This should sound like a forum for Can’t Cook Anonymous – aka Culinarily Challenged Anonymous
I mean….seriously….
I’m twenty four. I’m ‘nice Indian gurl’ but I cannot cook.
It’s not like I don’t want to cook….I mean, seriously. I want to cook. I love food. I know everything there is to know about eating food by….my god…! Learning cooking from Mummy is a no no.
Learning how to cook from my Mom is like stuff that shrinks can have field days of cooking with. I mean she is super efficient in the kitchen and is the best cook on the planet, and therefore translation: worse cooking teacher ever.
The very first time I set foot into the kitchen – I think I was twelve and making your basic veg-sandwich.And she’s like: sprinkle the salt.
So I try the tap the edge of the spoon for the salt thing and well I’m taking my time because you know…you cannot overdo salt.
After a series of “not like that!” and “this way!” she’s got the…what our vagabond generationwould now call the “screw it!” expression and she says: “Go!” (huff) “I’ll do it myself!” (huff)

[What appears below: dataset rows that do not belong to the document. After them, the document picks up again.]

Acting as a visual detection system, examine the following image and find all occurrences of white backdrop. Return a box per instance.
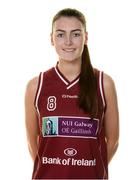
[0,0,134,179]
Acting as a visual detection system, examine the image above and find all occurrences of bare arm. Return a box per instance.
[25,77,39,162]
[103,73,119,164]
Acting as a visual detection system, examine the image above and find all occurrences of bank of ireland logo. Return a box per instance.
[47,96,56,111]
[64,148,77,157]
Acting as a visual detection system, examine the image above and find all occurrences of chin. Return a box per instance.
[60,55,81,62]
[60,58,81,64]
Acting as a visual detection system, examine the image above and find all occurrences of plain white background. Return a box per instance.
[0,0,134,179]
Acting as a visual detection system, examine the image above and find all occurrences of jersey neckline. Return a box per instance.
[54,62,80,89]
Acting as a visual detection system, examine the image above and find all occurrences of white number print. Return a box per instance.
[47,96,56,111]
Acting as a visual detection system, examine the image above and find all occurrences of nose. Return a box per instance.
[65,35,72,46]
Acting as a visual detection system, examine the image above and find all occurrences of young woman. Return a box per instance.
[25,8,119,179]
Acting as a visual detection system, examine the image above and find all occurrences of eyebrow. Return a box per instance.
[55,29,82,33]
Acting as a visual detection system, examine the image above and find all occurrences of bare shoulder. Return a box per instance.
[25,76,39,99]
[103,73,116,92]
[103,73,117,100]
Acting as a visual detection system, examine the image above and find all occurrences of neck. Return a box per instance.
[57,58,81,81]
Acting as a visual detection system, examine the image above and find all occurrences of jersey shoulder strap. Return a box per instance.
[94,68,106,113]
[34,72,44,116]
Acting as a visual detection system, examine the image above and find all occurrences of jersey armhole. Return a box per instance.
[34,72,44,116]
[99,71,107,113]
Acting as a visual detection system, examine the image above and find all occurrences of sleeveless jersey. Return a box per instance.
[32,64,108,179]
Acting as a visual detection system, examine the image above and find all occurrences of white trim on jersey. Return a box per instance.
[54,67,69,85]
[67,78,80,90]
[35,72,44,116]
[99,71,106,134]
[99,71,106,109]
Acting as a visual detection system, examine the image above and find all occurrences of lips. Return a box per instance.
[63,48,75,52]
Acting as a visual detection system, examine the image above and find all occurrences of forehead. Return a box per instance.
[53,17,84,31]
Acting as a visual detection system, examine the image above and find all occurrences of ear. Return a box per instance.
[84,32,88,45]
[51,33,54,46]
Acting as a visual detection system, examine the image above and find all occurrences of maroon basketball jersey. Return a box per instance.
[32,64,108,179]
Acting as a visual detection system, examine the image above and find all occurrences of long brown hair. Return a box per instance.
[52,8,98,117]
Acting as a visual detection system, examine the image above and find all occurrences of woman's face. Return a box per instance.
[51,17,88,62]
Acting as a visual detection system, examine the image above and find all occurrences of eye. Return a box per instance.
[57,33,64,38]
[73,33,81,37]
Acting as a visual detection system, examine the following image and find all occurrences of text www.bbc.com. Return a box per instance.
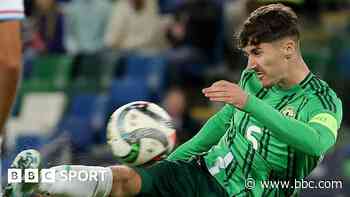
[245,178,343,190]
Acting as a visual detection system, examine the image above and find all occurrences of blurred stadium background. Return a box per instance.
[1,0,350,196]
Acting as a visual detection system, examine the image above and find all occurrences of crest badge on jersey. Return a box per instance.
[281,106,296,118]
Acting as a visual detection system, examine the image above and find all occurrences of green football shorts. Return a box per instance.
[134,157,229,197]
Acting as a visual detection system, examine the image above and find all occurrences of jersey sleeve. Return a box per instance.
[0,0,25,21]
[243,94,342,156]
[167,104,235,161]
[306,96,342,140]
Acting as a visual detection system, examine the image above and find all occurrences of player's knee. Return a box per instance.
[109,165,141,197]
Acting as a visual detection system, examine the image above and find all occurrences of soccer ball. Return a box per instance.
[107,101,176,166]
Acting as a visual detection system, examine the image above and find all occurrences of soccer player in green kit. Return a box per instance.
[6,3,342,197]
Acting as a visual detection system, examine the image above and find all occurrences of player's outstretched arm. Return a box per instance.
[243,94,341,156]
[203,80,342,156]
[167,104,235,161]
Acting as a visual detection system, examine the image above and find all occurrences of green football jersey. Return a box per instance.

UNBELIEVABLE. I was twelve! I was totally put off by ever going into the kitchen again.
Anyway – the reality shock came the other day when I was at my aunt’s place and they had guests over. Now my cousin Sid, whom I adore and wish was my little brother, is a fantabulous cook. And he’s like twenty. And he’s a guy. (A MALLU GUY!!!) and the guests were all like: wow! You can cook! That’s amazing.
So well I scooted away because…I’m sensitive about the topic of cooking. Every frickin’ Kerala export I meet is like, “Mole (as in beti…daughter) can you cook?”
And I have that expression…(ya know…!Ugh! Not this question again.) Sheepish smile. Followed by a sheepier-is (is that a word?). “Sorry, I can’t cook. Not my thing.”
Now that’s the deal! It so…is…my thing! I love food…I loved tasting all kinds of food and I’m good with flavors and I know when stuff goes wrong. Now I’m watching every cuisine show on Discovery Travel and Living, if the Food Network ever comes to
So in theory I know how to cook.
Now – I decided to put my uber refined taste and culinary aptitude to practical use on Easter. For…three reasons.
One – it was chicken. I love chicken
Two – I’m twenty four, dammit!
Three – I can’t really think of a third reason; its just there so I can add it later :snicker: when I post the recipe
Fact: Jamie Oliver cooks better than Gordon Ramsay the Brit with a stick up his arse.